SPRY2 and SPRY4 are members of the Sprouty gene family. These genes are essential for the development of human embryonic cells stem cells. SPRY2 & 4 are the most expressed Sprouty gene in hESCs. Knockouts of either gene led to decreased cell proliferation and higher cell death. However, SPRY4 knockouts resulted is enhanced survival and differentiation. Both SPRY2KD cells and SPRY4KO cells had defects that resulted in cell membrane destruction and mitochondrial fusion.
The decrease in expression of Sprouty genes in AGS cells leads to an increase in RTK Signaling. The cells also exhibited altered sensitivity to growth factors, as SPRY2-KO cells induced significantly higher cell numbers in response to FGF2, while SPRY4-KO cells did not increase in number. These findings suggest that ICC uses for the SPRY2 marker might have therapeutic potential.
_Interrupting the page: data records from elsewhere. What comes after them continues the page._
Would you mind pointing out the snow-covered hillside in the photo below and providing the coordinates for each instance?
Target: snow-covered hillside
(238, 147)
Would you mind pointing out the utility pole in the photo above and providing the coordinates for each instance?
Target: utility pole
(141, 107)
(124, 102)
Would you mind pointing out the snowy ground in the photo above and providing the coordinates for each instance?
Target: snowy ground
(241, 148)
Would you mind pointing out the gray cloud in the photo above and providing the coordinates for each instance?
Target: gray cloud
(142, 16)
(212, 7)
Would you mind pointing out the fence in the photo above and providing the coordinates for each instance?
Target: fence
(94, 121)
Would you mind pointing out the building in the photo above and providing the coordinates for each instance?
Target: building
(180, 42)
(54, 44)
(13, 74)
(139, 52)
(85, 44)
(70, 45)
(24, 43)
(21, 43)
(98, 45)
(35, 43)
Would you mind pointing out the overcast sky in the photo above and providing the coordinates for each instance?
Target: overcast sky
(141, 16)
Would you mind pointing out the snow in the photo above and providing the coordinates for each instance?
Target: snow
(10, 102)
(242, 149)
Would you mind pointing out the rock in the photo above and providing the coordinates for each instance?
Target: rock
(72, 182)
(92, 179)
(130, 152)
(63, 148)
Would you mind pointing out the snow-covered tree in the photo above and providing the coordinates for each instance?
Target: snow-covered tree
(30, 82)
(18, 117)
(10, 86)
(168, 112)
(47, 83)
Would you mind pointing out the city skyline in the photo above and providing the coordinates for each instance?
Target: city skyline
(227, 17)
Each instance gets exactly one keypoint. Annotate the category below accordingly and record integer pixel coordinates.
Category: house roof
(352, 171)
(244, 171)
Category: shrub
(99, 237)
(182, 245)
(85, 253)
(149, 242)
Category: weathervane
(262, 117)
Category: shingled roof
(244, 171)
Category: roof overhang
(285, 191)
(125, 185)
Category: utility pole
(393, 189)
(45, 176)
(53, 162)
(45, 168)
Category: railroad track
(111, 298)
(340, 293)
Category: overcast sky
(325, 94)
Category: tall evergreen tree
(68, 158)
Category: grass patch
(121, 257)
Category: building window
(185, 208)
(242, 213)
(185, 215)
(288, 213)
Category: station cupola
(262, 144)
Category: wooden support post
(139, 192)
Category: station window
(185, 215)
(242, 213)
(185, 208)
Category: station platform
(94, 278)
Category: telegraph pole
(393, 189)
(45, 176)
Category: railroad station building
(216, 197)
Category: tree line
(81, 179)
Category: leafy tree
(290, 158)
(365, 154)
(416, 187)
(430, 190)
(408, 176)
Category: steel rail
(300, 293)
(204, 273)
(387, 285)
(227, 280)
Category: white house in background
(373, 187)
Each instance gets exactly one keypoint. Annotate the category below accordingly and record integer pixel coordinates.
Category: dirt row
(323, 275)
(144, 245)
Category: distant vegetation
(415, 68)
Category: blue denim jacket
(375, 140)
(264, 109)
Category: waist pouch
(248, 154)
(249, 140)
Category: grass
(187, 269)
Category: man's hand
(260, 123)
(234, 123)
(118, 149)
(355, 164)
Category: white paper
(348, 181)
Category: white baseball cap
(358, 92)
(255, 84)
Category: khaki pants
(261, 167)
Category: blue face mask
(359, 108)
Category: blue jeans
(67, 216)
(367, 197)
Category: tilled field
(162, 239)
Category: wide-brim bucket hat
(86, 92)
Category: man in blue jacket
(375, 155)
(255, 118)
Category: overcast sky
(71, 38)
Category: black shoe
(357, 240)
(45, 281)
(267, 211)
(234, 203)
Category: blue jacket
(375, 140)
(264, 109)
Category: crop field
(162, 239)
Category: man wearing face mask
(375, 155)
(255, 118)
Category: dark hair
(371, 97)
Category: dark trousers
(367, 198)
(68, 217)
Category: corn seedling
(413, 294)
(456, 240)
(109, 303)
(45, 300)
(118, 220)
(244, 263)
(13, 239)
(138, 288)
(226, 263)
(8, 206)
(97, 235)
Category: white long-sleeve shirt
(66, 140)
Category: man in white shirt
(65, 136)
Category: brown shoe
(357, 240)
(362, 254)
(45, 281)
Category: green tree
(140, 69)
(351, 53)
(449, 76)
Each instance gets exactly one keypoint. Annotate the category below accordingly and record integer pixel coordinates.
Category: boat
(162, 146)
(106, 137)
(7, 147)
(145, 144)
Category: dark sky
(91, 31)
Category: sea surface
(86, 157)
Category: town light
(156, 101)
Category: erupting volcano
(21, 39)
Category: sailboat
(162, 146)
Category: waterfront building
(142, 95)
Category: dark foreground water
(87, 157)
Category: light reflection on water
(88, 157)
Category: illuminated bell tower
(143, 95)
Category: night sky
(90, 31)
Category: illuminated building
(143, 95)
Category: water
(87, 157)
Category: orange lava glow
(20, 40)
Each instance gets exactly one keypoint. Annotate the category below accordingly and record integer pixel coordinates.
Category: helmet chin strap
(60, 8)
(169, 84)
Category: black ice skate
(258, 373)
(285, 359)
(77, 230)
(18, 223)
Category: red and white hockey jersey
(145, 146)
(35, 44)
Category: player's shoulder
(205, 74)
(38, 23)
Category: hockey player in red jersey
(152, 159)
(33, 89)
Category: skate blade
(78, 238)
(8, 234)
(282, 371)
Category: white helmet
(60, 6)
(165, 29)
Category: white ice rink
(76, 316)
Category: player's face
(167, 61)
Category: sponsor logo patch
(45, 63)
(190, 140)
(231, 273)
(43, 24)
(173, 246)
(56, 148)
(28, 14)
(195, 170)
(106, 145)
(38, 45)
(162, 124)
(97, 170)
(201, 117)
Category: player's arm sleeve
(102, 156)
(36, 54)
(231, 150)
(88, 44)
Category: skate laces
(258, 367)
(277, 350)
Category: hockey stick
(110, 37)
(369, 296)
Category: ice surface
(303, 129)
These experiments support previous studies showing that Spry2 is an excellent candidate marker for identifying hESCs. SPRY2 also has important clinical uses. It modulates biological reactions controlled by HIFasubunits. The SPRY2 marker has been identified as a key diagnostic determinant of breast cancer. However, further research is needed in order to fully understand how SPRY2 contributes to the development of hESCs.
SPRY2 can be found in many tissues and cells. Its expression is regulated by miR-23b, a non-coding RNA that regulates the b-catenin/TCF4 signaling pathway. As an indicator of protein expression, it is detected with a PCR-based reverse transcription-quantitative PCR (RT-qPCR) technique. Primers were created to detect the target proteins E-cadherin and N-cadherin as well as vimentin and GAPDH.
PMID: 9458049 by Hacohen N., et al. Sprouty encodes a novel antagonist of FGF signaling that patterns apical branching of the Drosophila airways.
PMID: 10887178 by Lim J., et al. Sprouty proteins are targeted to membrane ruffles upon growth factor receptor tyrosine kinase activation. Identification of a novel translocation domain.